【紀元曙光】2020年5月26日

心がすさむネット動画を見たので、まずは「寅さん」で気分を直す。
▼旅先の車寅次郎が「五百円札」を風に飛ばしてしまう。それを拾ってくれた親切な老人は、世が世ならお殿様に当たる藩主の家柄。そんなことを知るはずもない寅さんは、「おっと、お礼しなきゃいけねえ」と露店のラムネ、あのビー玉を抜いて飲む炭酸飲料を買って「殿様」にごちそうする。
▼「甘露じゃな」とご満悦の殿様に、「どうした、爺さん。せがれの嫁に、家を追い出されたのか」と、いつもの無遠慮な口ぶり。そんな映画のワンシーンを思い出したのは、寅さんが、時代を超えて日本人に愛される理由について考えてしまったからだ。
▼無教養で自由奔放、柴又の家族に心配ばかりかけている車寅次郎。しかし、実は非常に義理堅く、きちんと「寅の礼儀作法」を貫いている。お礼の1本のラムネは、寅さんにとって欠かせない、人間の筋道なのだ。
▼24日、香港でのこと。デモを鎮圧する「公務中」の警官が、店の商品であるペットボトルの水を持ち去った。はて、こういう行為を何というのだろう。どろぼう、窃盗、万引き、どれもしっくり合わない。あ、そうか。これが「国家安全法」で取り締まるべき「社会転覆を企む行為」だ。警官が、お手本を見せてくれたのか。

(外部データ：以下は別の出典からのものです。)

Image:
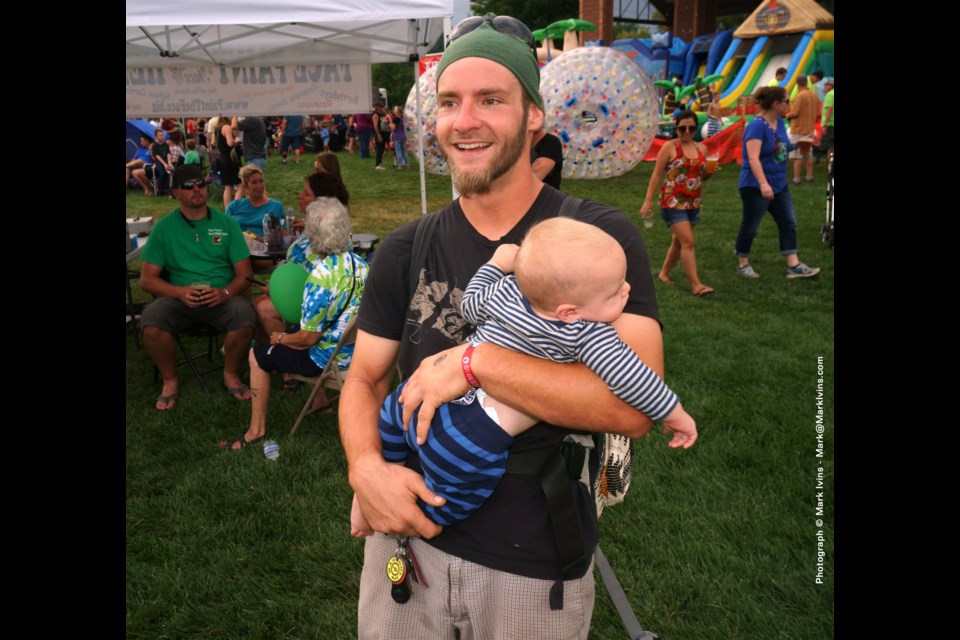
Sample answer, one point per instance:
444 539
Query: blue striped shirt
493 302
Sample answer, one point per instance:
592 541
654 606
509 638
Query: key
418 576
398 572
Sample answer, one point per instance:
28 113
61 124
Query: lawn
720 541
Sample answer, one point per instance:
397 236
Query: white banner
247 91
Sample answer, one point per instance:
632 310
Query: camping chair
330 378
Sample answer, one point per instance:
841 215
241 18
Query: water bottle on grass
271 450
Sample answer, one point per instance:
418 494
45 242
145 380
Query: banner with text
428 61
247 91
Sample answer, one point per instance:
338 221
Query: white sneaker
802 271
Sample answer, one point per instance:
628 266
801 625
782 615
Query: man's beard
480 181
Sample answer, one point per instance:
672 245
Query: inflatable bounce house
600 105
603 104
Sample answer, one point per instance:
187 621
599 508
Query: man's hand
504 256
682 426
387 495
438 379
214 297
191 297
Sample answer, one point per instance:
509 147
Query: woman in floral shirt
684 162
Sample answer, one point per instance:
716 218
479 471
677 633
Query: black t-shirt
550 147
160 150
511 531
254 137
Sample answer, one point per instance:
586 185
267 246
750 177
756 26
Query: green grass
715 542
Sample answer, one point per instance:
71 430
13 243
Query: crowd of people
488 367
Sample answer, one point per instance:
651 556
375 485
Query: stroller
826 231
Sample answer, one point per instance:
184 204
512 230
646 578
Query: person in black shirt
547 158
503 559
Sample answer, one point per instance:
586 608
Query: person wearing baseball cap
207 264
508 562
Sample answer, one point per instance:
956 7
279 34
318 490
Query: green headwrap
512 53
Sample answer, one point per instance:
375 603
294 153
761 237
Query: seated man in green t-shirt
207 264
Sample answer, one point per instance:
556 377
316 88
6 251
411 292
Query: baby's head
572 270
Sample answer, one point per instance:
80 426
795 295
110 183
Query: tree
536 14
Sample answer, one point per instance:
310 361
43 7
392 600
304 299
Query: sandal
703 291
169 401
244 443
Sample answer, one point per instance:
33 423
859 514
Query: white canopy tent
202 57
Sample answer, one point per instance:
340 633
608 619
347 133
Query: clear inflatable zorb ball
602 107
433 162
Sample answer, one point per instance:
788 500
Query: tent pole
423 177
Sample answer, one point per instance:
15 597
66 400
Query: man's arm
567 395
387 492
242 270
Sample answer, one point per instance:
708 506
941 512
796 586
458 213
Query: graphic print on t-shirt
437 306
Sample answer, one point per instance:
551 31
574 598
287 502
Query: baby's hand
682 426
503 257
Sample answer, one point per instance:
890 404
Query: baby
569 284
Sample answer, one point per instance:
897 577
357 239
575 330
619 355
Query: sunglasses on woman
503 24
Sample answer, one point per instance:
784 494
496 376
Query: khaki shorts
795 140
466 600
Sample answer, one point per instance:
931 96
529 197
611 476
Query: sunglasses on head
503 24
190 184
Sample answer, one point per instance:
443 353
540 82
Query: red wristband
467 370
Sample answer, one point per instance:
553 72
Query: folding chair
330 378
213 346
199 330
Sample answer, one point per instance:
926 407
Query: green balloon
286 290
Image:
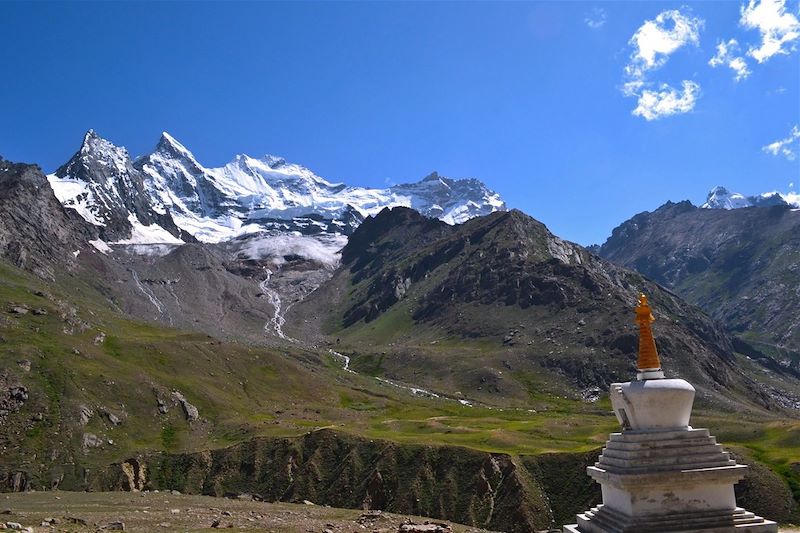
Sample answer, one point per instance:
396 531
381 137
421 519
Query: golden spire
648 356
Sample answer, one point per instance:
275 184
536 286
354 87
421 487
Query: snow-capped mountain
722 198
169 190
102 185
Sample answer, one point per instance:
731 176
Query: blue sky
535 99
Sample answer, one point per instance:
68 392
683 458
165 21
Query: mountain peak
169 144
721 198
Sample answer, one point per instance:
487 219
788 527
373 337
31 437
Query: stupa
659 473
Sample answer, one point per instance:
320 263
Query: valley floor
166 511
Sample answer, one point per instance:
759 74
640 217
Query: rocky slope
518 309
742 265
36 232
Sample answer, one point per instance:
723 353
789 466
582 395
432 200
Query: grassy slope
244 391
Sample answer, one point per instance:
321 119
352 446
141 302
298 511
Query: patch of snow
722 198
101 246
152 234
323 248
151 250
76 195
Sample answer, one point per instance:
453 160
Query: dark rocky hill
518 310
36 232
741 266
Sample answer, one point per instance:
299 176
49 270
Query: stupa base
602 519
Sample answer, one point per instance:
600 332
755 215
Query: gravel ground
166 511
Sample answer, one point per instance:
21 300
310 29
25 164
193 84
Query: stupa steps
604 519
694 467
687 460
644 453
632 435
656 443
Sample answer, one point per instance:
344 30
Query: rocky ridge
740 265
541 303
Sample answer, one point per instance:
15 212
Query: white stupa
659 473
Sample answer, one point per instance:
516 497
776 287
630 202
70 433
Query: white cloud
596 19
667 101
726 56
653 43
786 147
779 29
657 39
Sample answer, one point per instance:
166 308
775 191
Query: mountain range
166 322
167 196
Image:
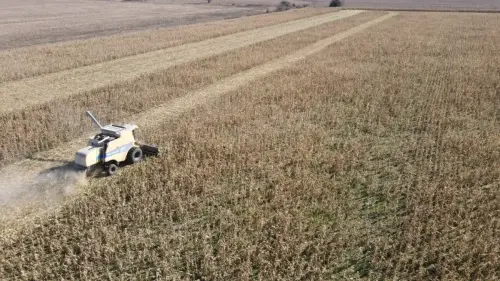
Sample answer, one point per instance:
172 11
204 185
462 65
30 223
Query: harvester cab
114 145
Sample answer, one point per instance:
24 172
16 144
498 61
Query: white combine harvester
114 145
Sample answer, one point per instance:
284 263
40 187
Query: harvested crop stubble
387 171
31 61
42 89
53 123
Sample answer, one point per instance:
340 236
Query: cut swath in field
51 124
24 93
56 160
393 162
32 61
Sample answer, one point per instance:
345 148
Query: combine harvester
113 146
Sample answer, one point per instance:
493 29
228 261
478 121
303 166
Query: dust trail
53 176
21 193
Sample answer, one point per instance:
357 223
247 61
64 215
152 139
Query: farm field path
21 181
27 92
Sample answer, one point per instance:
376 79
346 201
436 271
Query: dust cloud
21 194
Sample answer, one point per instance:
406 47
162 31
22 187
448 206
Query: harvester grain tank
113 146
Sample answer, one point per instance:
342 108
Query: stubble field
364 147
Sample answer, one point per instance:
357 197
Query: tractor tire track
16 95
58 161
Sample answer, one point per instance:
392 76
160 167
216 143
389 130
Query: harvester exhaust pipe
94 119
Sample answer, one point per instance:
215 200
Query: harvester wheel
111 169
134 155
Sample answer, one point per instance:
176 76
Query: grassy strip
377 162
51 124
31 61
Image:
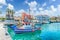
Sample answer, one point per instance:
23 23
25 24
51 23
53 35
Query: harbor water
48 32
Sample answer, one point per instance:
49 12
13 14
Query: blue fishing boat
27 28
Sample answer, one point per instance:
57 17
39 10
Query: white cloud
10 6
44 4
19 12
53 0
3 2
41 9
52 8
32 4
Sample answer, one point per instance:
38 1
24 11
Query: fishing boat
23 29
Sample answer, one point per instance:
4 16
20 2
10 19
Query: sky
36 7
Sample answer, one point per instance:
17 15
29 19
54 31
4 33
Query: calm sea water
50 31
47 32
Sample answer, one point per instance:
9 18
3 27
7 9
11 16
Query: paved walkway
2 33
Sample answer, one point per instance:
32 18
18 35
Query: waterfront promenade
2 33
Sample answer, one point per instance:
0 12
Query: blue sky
44 7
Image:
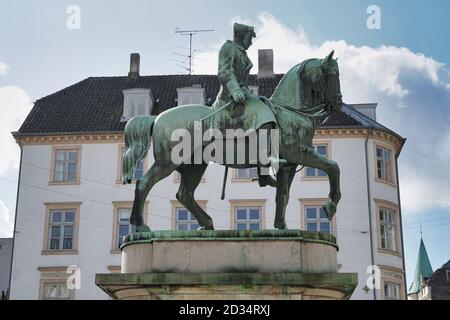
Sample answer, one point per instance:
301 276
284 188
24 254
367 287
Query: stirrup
276 161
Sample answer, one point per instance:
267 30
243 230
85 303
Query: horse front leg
284 181
310 158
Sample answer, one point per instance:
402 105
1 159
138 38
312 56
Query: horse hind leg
158 171
312 159
191 176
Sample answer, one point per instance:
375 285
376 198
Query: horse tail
137 143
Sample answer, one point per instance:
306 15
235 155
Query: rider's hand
238 96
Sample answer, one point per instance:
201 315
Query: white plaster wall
98 189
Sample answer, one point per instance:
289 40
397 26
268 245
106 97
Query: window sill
59 252
121 183
305 178
392 252
243 180
178 180
390 183
63 183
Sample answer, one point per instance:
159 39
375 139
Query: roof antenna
190 33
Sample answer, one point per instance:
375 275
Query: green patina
239 282
231 235
310 90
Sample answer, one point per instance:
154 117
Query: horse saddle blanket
251 115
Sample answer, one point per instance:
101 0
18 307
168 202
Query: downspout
15 222
397 154
369 205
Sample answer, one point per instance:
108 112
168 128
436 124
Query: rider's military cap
242 28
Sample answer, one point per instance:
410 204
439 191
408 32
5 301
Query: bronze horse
309 88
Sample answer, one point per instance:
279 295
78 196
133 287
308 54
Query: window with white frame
191 95
247 173
391 291
384 165
387 229
66 165
185 220
56 291
136 101
124 227
254 89
61 229
139 172
321 149
316 219
247 218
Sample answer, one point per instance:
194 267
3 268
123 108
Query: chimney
367 109
135 60
265 63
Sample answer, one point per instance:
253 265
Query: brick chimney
135 61
265 63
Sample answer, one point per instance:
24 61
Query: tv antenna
190 33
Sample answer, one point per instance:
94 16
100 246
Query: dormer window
191 95
136 101
254 89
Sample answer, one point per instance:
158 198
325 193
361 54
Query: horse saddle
251 115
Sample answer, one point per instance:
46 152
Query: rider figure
234 67
234 70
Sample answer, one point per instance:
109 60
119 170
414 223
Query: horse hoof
330 210
143 228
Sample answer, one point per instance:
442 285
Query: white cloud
3 68
375 75
365 72
15 104
6 224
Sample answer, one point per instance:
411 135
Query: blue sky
404 67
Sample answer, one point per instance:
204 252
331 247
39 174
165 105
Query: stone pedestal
265 264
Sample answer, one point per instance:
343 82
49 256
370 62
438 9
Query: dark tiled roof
96 103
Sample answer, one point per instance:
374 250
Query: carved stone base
265 264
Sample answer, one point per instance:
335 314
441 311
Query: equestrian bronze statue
310 90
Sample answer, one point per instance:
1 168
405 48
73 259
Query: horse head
330 72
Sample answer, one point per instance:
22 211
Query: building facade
5 265
73 210
429 285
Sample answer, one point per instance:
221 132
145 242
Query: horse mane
291 89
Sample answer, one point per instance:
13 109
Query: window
61 229
53 284
321 149
247 173
384 164
121 223
247 218
124 227
138 173
56 291
391 291
387 229
136 101
65 165
184 220
191 95
316 220
254 89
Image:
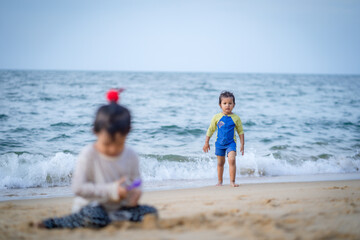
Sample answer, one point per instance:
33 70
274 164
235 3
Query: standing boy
226 122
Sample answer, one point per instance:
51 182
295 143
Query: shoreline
286 210
65 191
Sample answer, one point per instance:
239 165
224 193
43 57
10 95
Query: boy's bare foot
233 184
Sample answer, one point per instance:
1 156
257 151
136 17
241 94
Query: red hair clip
113 95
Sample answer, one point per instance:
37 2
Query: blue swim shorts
221 150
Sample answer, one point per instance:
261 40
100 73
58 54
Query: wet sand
310 210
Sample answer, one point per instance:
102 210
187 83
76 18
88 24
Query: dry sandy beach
312 210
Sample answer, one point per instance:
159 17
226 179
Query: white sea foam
27 170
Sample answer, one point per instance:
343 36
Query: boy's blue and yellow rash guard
226 125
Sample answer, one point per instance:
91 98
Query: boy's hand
206 147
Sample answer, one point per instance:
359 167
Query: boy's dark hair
226 94
113 118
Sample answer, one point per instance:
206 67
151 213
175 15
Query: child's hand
206 147
133 197
242 150
122 192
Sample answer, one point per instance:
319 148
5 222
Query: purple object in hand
135 184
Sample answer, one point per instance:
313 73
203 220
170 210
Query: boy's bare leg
232 168
221 162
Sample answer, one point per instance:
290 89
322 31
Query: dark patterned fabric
97 217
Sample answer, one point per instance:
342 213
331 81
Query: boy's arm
242 142
206 147
240 131
209 133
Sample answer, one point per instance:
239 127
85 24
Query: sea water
297 127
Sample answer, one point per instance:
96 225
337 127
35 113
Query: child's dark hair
226 94
113 118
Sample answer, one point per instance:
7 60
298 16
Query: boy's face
227 105
109 146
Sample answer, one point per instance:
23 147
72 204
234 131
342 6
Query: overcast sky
258 36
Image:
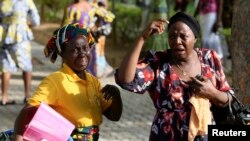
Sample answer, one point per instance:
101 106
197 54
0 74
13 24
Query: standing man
17 17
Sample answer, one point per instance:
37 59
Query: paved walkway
137 109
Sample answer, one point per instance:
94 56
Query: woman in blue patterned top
176 80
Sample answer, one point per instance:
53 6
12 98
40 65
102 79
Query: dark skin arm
114 112
22 120
218 23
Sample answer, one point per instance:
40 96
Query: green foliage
127 21
51 11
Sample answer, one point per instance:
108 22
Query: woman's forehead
180 26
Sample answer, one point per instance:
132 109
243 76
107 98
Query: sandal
10 102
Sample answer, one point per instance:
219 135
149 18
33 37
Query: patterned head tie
64 35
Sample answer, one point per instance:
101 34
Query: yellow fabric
80 101
200 117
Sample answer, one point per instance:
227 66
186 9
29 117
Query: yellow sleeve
45 92
104 104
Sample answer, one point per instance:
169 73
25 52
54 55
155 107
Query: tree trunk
241 49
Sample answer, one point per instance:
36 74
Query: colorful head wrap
63 35
188 20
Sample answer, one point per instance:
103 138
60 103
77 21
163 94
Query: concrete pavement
137 114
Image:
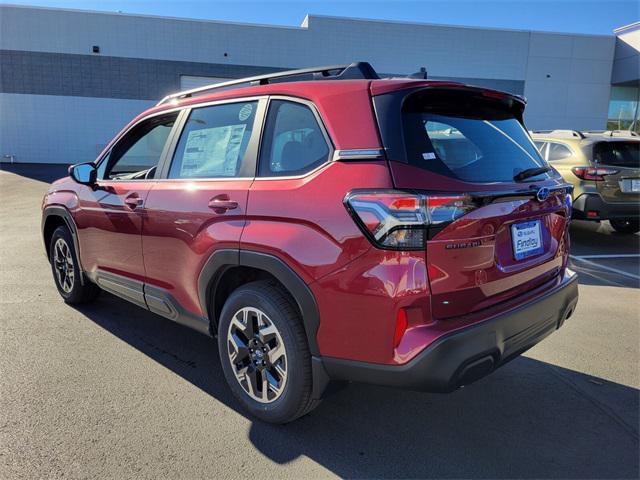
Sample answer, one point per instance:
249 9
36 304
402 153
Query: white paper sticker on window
212 151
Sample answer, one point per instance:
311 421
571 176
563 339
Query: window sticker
245 112
212 151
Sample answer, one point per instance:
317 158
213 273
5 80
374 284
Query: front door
199 204
110 216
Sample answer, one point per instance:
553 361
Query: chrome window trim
296 177
359 154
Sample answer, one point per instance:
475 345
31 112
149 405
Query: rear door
199 204
492 236
623 185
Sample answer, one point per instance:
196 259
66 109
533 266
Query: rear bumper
471 353
594 202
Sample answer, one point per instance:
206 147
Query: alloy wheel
257 355
63 264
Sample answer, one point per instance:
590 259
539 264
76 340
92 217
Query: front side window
293 143
557 151
214 141
137 153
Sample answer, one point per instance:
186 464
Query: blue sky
582 16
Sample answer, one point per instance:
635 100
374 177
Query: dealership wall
60 102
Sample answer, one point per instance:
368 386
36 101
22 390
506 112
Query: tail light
593 173
399 220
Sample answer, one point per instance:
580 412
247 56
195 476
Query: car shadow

▼と、皮肉の一つも言いたくなる。「そんなの中共だから当然だ」と、私たちの側が飲み込んで「理解」をする必要はない。むしろ、この恥部を映像に撮られたことが、歴史的意味として大きい。暴力、破壊、略奪、欺瞞。中国共産党の全てが、15秒に、見事に凝縮されている。